Enable from claude.ai → Admin settings → Claude Code → Channels, or set channelsEnabled: true directly.

Research preview

  • --channels accepts only plugins on the Anthropic-maintained allowlist (or your org’s allowedChannelPlugins if set).
  • To test custom channels you’re building: claude --dangerously-load-development-channels server:<name> or plugin:<name>@<marketplace>. Bypass is per-entry; combining with --channels doesn’t extend bypass to those entries.
  • Bypass skips the allowlist only — the channelsEnabled policy still applies.
  • API surface and protocol contract may change based on feedback during the preview.

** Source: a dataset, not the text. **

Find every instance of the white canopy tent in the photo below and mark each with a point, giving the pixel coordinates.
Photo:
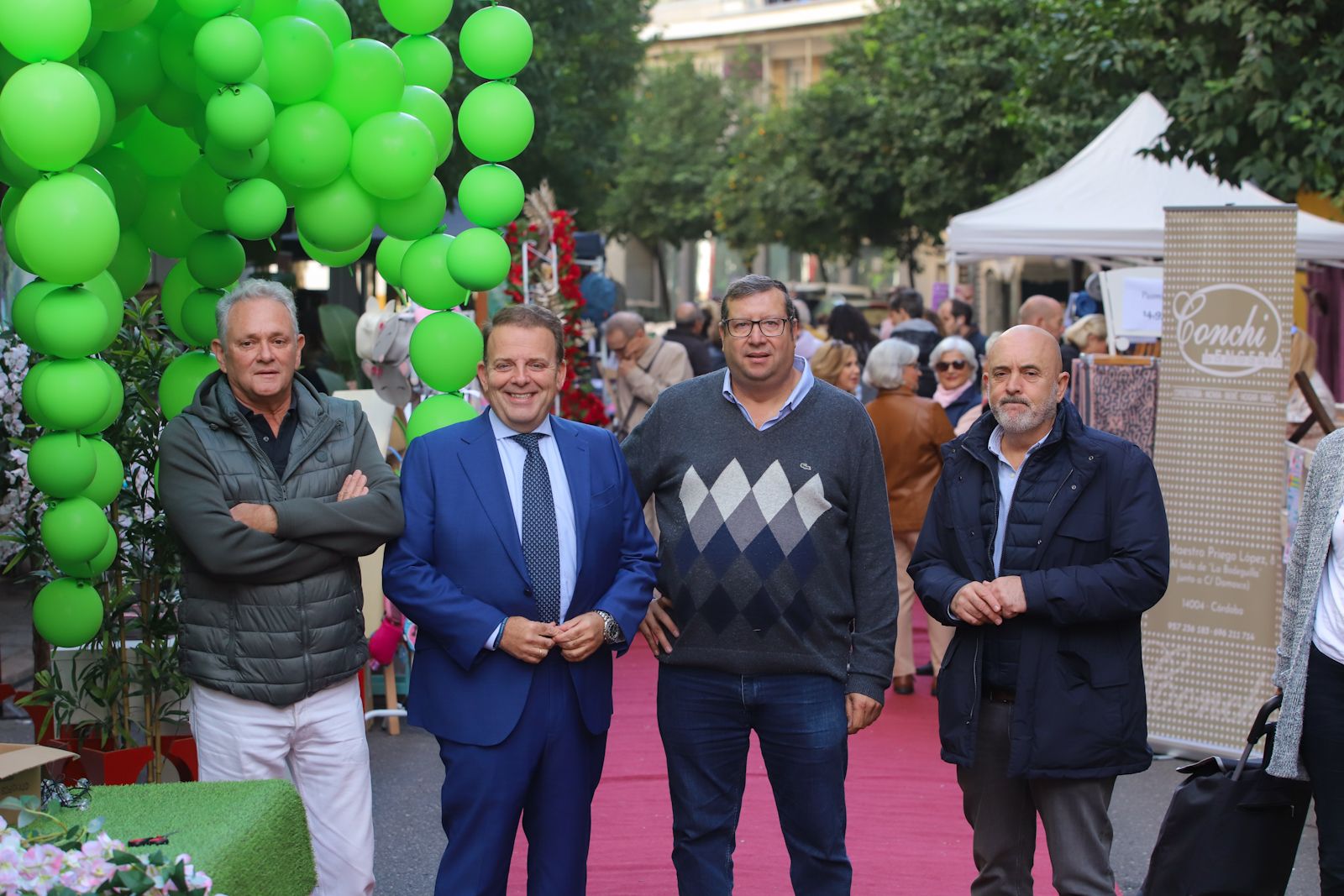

Permission prompts while you’re away

If Claude hits a permission prompt and you’re away from the terminal:

  • A channel with permission relay can forward the prompt to you.
  • For unattended use, --dangerously-skip-permissions bypasses prompts entirely. Use only in trusted environments.

Key Takeaways

  • Channels = MCP servers that push events into a running Claude Code session, not pull.
  • Telegram, Discord, iMessage, and fakechat ship as official plugins; build your own with the MCP SDK + claude/channel capability.
  • Sender gating on identity (not room) is mandatory — channels are a direct prompt-injection vector.
  • Permission relay is opt-in (claude/channel/permission) and requires authentication; first answer (terminal vs remote) wins.
  • Team/Enterprise off by default; admins enable via channelsEnabled and optionally constrain via allowedChannelPlugins.
  • Pairs cleanly with loop (timer-driven) and hooks (lifecycle-driven) — channels are the event-driven leg.
  • Research preview — flag-gated, expect API changes.

Try It

  1. Fakechat in 30 seconds: /plugin install fakechat@claude-plugins-official, restart with claude --channels plugin:fakechat@claude-plugins-official, open http://localhost:8787, type “what’s in my working directory?”
  2. Telegram bridge for a real workflow: create a bot with BotFather, install + configure as above. Useful pattern: ask “is the deploy still red?” from your phone while Claude has your repo open.
  3. iMessage if you’re on macOS: install plugin, grant Full Disk Access, text yourself. Self-chat is the lowest-friction smoke test of the entire channel system.
  4. Custom webhook receiver for CI: follow the channels-reference walkthrough — a single Bun file gives you curl -X POST localhost:8788 -d "..." reaching Claude in seconds.
  5. Add permission relay to a two-way channel only after you’ve gated senders — anyone who can reply can approve tools.

Open Questions

  • What is the per-channel rate limit before Claude Code throttles or drops events?
  • How does permission relay handle multiple simultaneous tool prompts — one ID per prompt, FIFO ordering, or interleaved?
  • Will channels move out of research preview, and what is the migration path if the protocol contract changes?
  • Can a single session connect to multiple channels of the same type (e.g., two Telegram bots)?